The original production was jointly produced and co-financed by several opera companies, including the Houston Grand Opera, the New York City Opera, the Boston Lyric Opera, Tulsa Opera, and the Skylight Opera Theatre. The opera premiered at the Houston Grand Opera in May 2003 with Nate Irvin as The Little Prince and Teddy Tahu Rhodes as the Pilot.

It was then performed by the Skylight Opera Theatre in Milwaukee, Wisconsin, and the Boston Lyric Opera with Jeffrey Walter as the Little Prince. Houston Grand Opera had a return engagement in December 2004 with Jeffrey Walter as the Little Prince and Jeffrey Allison. It was then performed at the University of Kentucky opera (April 2005), the New York City Opera (November 2005), Tulsa Opera, and the Santa Fe Opera. The San Francisco Opera and Cal Performances did a joint production at Zellerbach Hall in May 2008. Ithaca College Opera presented a production in February and March 2010.

In the United Kingdom, it was filmed by the BBC following a nationwide talent search for children to play the roles of the Prince, the Rose and a chorus of thirty-six vocalists. Over 25,000 children applied, with over 6,500 taking part in auditions. The television show Blue Peter documented the search for the singers, and filmed their training and rehearsals. The Little Prince was broadcast on BBC Two on 27 November 2004.

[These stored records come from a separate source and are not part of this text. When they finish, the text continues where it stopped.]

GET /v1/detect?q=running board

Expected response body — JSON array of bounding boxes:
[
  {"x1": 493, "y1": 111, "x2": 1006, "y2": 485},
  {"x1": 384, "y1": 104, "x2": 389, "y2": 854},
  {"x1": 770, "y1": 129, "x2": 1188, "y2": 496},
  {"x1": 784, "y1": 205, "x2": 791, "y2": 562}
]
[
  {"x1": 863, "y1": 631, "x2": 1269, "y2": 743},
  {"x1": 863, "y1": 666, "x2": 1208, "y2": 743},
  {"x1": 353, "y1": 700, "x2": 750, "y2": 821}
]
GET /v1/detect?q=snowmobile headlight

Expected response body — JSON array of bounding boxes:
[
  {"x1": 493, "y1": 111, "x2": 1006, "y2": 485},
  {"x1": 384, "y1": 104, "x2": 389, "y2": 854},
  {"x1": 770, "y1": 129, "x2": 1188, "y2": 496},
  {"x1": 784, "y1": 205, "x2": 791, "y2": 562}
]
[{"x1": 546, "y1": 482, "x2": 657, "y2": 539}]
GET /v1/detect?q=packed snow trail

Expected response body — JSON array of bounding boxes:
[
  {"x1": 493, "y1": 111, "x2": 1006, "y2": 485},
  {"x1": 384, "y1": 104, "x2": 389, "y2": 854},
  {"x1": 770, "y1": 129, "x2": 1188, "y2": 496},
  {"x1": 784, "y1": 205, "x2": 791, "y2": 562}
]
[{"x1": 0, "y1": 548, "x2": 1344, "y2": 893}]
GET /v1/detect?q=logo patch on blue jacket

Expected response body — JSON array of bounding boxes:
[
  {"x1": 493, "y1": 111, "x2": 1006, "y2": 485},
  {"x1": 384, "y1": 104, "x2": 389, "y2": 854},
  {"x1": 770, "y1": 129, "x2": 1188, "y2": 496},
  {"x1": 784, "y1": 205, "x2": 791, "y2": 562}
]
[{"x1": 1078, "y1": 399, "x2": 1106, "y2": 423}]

In May 2025 Pacific Opera Victoria presented the Canadian première in a new production directed by Brenda Corner. Andrew Love was the Pilot, and Callum Spivack and Jake Apricity Hetherington performed the role of the Little Prince.

== Roles ==

Roles, voice types, premiere cast
| Role | Voice type | Premiere cast, 31 May 2003 Conductor: Patrick Summers |
| The Little Prince | boy soprano | Nathaniel Irvin |
| The Pilot | baritone | Teddy Tahu Rhodes |
| The Fox | mezzo-soprano | Marie Lenormand |
| The Rose | soprano | Kristin Reiersen |
| The Water | soprano | Laquita Mitchell |
| The Snake/Vain Man | tenor | Robert Mack |
| Lamplighter/Drunkard | tenor | Scott Scully |
| Businessman | baritone | Aaron Judisch |
| Geographer | baritone | Ethan Watermeier |
| The King | bass | Joshua Winograde |
Children's choir (Stars and Birds)
| Director |  | Francesca Zambello |
| Costume and production design |  | Maria Björnson |

The opera requires 2 flutes (2nd doubling piccolo), 1 oboe (doubling English horn), 2 clarinets (2nd doubling bass clarinet), 1 bassoon (doubling contrabassoon), 1 trumpet, 1 horn, 1 trombone, 2 percussionists, celesta, harp, string section. A performance lasts for about 1 hour 35 minutes.

== Recordings ==
Following the television broadcast, BBC in conjunction with Sony Classical released a double-CD and DVD of the complete production of The Little Prince in November 2004. Upon release, the CD set entered the classical charts.; the publication includes the 74-page libretto, containing photographs from the opera and illustrations from the original book. It was recorded at Abbey Road Studios.

== Reception ==
Charles Ward of the Houston Chronicle termed the production "unfailingly attractive—simple, communicative, touching" with the production "tantalizingly close to a major operatic success". Bernard Holland of the New York Times wrote, "Charming as Maria Bjornson's sets and costumes are and as nicely handled as Francesca Zambello's direction is, they depend on Nicholas Wright's inventive rhyming to give them life. Lighting (by Rick Fisher) becomes as important as Rachel Portman's music. It is hard to say whose opera this is; it is perhaps collective: modest parts exceeded by their sum." T. J. Medrek of the Boston Herald found the musical setting of the opera "full of warmth, wisdom and generous lyric beauty. But the production by director Francesca Zambello and designer Maria Bjornson is so thoroughly enchanting that, given the choice, there's no question that you should opt for the DVD version."